Servicemembers work with Iraqi businesses
September 8, 2009
A woman with a head dress and pink eye shadow pointed at the different diagrams shown in a booklet explaining her business' capabilities during a fair held by the Victory Regional Contracting Center.
The fair occurred in the field house on Camp Liberty, Aug. 19 to help Iraq restore its economy.
"We are establishing a relationship to work together," Cpt. Angela Smoot, High Point, N.C., contracting specialists, 46th Engineer Battalion, Joint contracting command Iraq/Afghanistan, said. "We are building bonds; that's why the theme of the event was titled, 'Forging Partnership Through Procurement."
The event had more than 70 Iraqi vendors displaying their business capabilities to Servicemembers and civilians. The businesses offered services such as cleaning, laundry and maintenance. Other businesses offered construction, gravel and general supplies.
"I was expecting a few vendors," Air Force Master Sgt. Allen Matthews, lodging section chief, 447 Expeditionary Force Support said. "To my amazement it was above my expectations. All vendors were very professional in how they offered to show their products to someone as a customer."
The JRCC has a system called the Joint Contingency Contracting System where Iraqi vendors register online to begin the process of gaining business opportunities with government venues. Vendors are trained through conferences, e-mails, face-to-face contact and phone calls on how to conduct business.

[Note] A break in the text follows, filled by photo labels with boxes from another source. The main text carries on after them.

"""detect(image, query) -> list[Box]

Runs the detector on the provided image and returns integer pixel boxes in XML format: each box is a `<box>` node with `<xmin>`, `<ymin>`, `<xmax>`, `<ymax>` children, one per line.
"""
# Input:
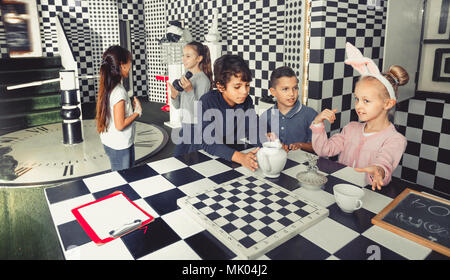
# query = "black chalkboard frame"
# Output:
<box><xmin>372</xmin><ymin>188</ymin><xmax>450</xmax><ymax>257</ymax></box>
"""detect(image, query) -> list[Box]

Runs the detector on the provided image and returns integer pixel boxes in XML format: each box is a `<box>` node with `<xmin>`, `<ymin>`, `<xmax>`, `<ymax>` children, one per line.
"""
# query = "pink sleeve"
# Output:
<box><xmin>309</xmin><ymin>122</ymin><xmax>345</xmax><ymax>157</ymax></box>
<box><xmin>369</xmin><ymin>134</ymin><xmax>407</xmax><ymax>186</ymax></box>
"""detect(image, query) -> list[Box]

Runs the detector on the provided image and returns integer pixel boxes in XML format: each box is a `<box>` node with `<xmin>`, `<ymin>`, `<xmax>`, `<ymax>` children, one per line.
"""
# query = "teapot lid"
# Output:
<box><xmin>262</xmin><ymin>139</ymin><xmax>283</xmax><ymax>149</ymax></box>
<box><xmin>296</xmin><ymin>170</ymin><xmax>328</xmax><ymax>186</ymax></box>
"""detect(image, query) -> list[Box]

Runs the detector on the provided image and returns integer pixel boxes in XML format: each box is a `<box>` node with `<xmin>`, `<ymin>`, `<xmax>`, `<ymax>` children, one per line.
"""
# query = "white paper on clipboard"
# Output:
<box><xmin>78</xmin><ymin>195</ymin><xmax>149</xmax><ymax>239</ymax></box>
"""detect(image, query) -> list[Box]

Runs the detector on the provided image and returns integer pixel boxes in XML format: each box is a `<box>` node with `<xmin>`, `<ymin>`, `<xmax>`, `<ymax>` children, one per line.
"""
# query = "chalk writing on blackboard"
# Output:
<box><xmin>372</xmin><ymin>188</ymin><xmax>450</xmax><ymax>257</ymax></box>
<box><xmin>383</xmin><ymin>193</ymin><xmax>450</xmax><ymax>247</ymax></box>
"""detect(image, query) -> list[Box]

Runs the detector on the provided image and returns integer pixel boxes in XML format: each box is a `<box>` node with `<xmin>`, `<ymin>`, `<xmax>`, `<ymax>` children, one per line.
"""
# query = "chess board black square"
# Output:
<box><xmin>45</xmin><ymin>180</ymin><xmax>90</xmax><ymax>203</ymax></box>
<box><xmin>144</xmin><ymin>189</ymin><xmax>186</xmax><ymax>216</ymax></box>
<box><xmin>184</xmin><ymin>230</ymin><xmax>236</xmax><ymax>260</ymax></box>
<box><xmin>92</xmin><ymin>184</ymin><xmax>141</xmax><ymax>201</ymax></box>
<box><xmin>334</xmin><ymin>235</ymin><xmax>406</xmax><ymax>260</ymax></box>
<box><xmin>175</xmin><ymin>152</ymin><xmax>211</xmax><ymax>166</ymax></box>
<box><xmin>121</xmin><ymin>218</ymin><xmax>181</xmax><ymax>259</ymax></box>
<box><xmin>118</xmin><ymin>164</ymin><xmax>158</xmax><ymax>183</ymax></box>
<box><xmin>57</xmin><ymin>220</ymin><xmax>91</xmax><ymax>250</ymax></box>
<box><xmin>266</xmin><ymin>235</ymin><xmax>331</xmax><ymax>260</ymax></box>
<box><xmin>162</xmin><ymin>167</ymin><xmax>205</xmax><ymax>187</ymax></box>
<box><xmin>209</xmin><ymin>170</ymin><xmax>242</xmax><ymax>184</ymax></box>
<box><xmin>328</xmin><ymin>203</ymin><xmax>376</xmax><ymax>233</ymax></box>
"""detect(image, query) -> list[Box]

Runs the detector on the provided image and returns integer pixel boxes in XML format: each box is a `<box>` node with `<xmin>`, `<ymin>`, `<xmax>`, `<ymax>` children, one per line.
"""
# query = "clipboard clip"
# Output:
<box><xmin>109</xmin><ymin>219</ymin><xmax>142</xmax><ymax>238</ymax></box>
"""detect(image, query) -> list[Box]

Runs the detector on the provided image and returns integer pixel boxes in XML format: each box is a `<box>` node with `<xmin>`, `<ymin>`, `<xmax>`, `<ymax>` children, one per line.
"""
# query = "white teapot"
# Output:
<box><xmin>256</xmin><ymin>139</ymin><xmax>287</xmax><ymax>178</ymax></box>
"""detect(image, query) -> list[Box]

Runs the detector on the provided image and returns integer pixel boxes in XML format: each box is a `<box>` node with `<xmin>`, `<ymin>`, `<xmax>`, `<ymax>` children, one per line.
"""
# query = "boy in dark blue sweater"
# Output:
<box><xmin>196</xmin><ymin>55</ymin><xmax>259</xmax><ymax>171</ymax></box>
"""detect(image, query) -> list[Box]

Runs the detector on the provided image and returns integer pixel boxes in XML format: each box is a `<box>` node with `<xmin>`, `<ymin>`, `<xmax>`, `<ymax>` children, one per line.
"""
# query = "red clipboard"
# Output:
<box><xmin>71</xmin><ymin>191</ymin><xmax>154</xmax><ymax>245</ymax></box>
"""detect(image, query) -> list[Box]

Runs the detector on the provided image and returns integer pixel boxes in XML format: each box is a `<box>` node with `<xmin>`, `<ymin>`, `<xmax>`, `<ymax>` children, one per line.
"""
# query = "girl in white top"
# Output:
<box><xmin>96</xmin><ymin>45</ymin><xmax>142</xmax><ymax>171</ymax></box>
<box><xmin>167</xmin><ymin>41</ymin><xmax>213</xmax><ymax>156</ymax></box>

They are then given advisement on how to begin their business. They are assisted through translators and liaisons. Coordination is important to proactively solve any problems with both parties. Ensuring legitimate businesses with the proper registration is the final method put into affect.
"I do think positive results will come out of this," said Smoot. "It was really helpful for the VRCC to see new vendors. Many units came to me and said that they had made contact with new vendors who provided the same services with better prices."
The JRCC is planning a similar event for the Women-Owned Business Program to fight poverty and provide business and economic education to sustain livelihood and communities.
As each customer gazed upon a pamphlet put together by the Iraqi businesswoman she smiled up at them trying her best to accurately answer each individual's questions.
"There is nothing like serving in a foreign country and having direct contact with the people of that country in a positive way," Smoot said. "Planning the event was stressful, but the day of the event was so great. I was happy to feel a sincere connection with the people there."